Hasil dari dibawa kepada Allah melalui Yesus adalah bahwa kita mengenal Allah sebagai Bapa kita dengan cara yang sama seperti Yesus mengenal Allah sebagai Bapa. Setiap orang Kristen telah mempelajari doa “Bapa Kami” (Mat.6:9-13) sejak masa kanak-kanak. Doa ini sering didaraskan dalam ibadah gereja. Namun, berapa

banyak orang yang benar-benar mengenal Allah sebagai Bapa? Apa artinya “membawa kita kepada Allah” kalau bukan membawa kita untuk mengenal Allah, agar kita memanggil-Nya “Abba, Bapa” dari hati kita (Gal.4:6; Rm.8:15), persis seperti Yesus yang juga memanggil-Nya “Ya Abba, ya Bapa” (Mrk.14:36)? Ia datang untuk menyelamatkan kita, dan inilah arti “diselamatkan”. “Inilah hidup yang kekal, yaitu bahwa mereka mengenal Engkau, satu-satunya Allah yang benar, dan mengenal Yesus Kristus yang telah Engkau utus.” (Yoh.17:3)

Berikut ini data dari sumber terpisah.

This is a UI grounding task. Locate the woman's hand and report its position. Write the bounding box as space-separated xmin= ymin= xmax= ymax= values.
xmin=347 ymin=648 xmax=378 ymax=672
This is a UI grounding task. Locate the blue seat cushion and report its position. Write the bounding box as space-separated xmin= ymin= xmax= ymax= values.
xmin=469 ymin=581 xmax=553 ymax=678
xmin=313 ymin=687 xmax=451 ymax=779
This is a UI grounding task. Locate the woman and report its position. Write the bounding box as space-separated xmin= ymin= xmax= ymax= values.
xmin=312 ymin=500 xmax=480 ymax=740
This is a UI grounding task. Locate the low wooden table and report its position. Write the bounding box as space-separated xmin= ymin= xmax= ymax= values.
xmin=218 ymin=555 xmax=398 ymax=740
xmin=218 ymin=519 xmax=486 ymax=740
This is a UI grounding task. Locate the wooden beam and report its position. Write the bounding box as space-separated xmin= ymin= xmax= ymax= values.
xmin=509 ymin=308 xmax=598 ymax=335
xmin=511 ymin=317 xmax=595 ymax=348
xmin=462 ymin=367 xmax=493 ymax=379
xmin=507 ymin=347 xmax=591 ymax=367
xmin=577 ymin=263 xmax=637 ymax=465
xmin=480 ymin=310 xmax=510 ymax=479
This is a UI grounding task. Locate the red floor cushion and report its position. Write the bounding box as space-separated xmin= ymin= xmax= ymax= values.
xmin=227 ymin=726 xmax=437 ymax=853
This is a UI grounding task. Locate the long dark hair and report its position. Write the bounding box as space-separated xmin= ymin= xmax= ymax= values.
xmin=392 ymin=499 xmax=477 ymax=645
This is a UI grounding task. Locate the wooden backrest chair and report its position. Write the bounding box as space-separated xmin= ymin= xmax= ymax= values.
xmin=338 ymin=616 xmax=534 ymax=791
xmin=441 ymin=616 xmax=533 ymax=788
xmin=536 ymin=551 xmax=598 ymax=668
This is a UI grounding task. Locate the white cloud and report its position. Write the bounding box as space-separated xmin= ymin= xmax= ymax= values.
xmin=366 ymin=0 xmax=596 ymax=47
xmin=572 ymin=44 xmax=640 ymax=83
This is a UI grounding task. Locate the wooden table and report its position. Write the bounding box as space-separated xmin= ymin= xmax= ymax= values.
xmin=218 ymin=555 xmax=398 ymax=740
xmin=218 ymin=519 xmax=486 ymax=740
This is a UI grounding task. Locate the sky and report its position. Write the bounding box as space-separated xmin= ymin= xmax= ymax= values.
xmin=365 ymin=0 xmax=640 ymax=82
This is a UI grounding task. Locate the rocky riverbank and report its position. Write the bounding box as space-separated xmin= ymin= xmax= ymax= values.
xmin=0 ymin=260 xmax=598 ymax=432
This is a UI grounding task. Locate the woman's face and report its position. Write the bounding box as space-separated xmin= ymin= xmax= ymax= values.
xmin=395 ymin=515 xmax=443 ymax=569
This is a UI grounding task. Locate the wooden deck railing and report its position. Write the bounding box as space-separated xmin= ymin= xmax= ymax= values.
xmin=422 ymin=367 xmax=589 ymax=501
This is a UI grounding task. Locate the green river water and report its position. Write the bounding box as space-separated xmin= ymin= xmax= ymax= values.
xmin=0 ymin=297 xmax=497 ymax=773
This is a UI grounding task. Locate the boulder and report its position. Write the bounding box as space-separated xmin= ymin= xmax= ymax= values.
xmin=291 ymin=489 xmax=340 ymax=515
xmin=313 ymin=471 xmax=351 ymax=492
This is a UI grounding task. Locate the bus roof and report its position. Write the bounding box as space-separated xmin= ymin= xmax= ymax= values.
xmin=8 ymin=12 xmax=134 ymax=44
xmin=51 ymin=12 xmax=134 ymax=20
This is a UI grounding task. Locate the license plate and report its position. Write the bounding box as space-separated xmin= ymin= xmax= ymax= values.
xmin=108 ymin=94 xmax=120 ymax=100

Kata “mengenal” (ginōskō) adalah kata kunci dalam tulisan Yohanes; kata ini muncul dalam Injil Yohanes dan Pertama Yohanes jauh lebih sering daripada kitab PB lainnya (Yoh: 57 kali; Mat: 20; Mrk: 12; Luk: 28; Kis: 16; Rm: 9; 1Yoh: 25). Thayer’s Greek Lexicon memuat artikel yang panjang dan instruktif untuk kata ginōskō (kenal) yang dimulai dengan, “Khususnya γινώσκω [ginōskō]

berke-nalan dengan, mengenal, digunakan dalam PB untuk pengetahuan

tentang Allah dan Kristus, dan tentang hal-hal yang berkaitan dengan mereka atau yang keluar dari mereka; a. τόν Θεόν [ton

theon], satu Allah yang sejati itu, berlawanan dengan politeisme

orang kafir: Rm.1:21; Gal.4:9; juga Yoh.17:3”. Dalam membahas berbagai kata Yunani untuk kata “kenal”, Thayer membuat sebuah pengamatan yang penting tentang arti ginōskō: “pengetahuan berdasarkan pengalaman pribadi” (huruf miring ditambahkan).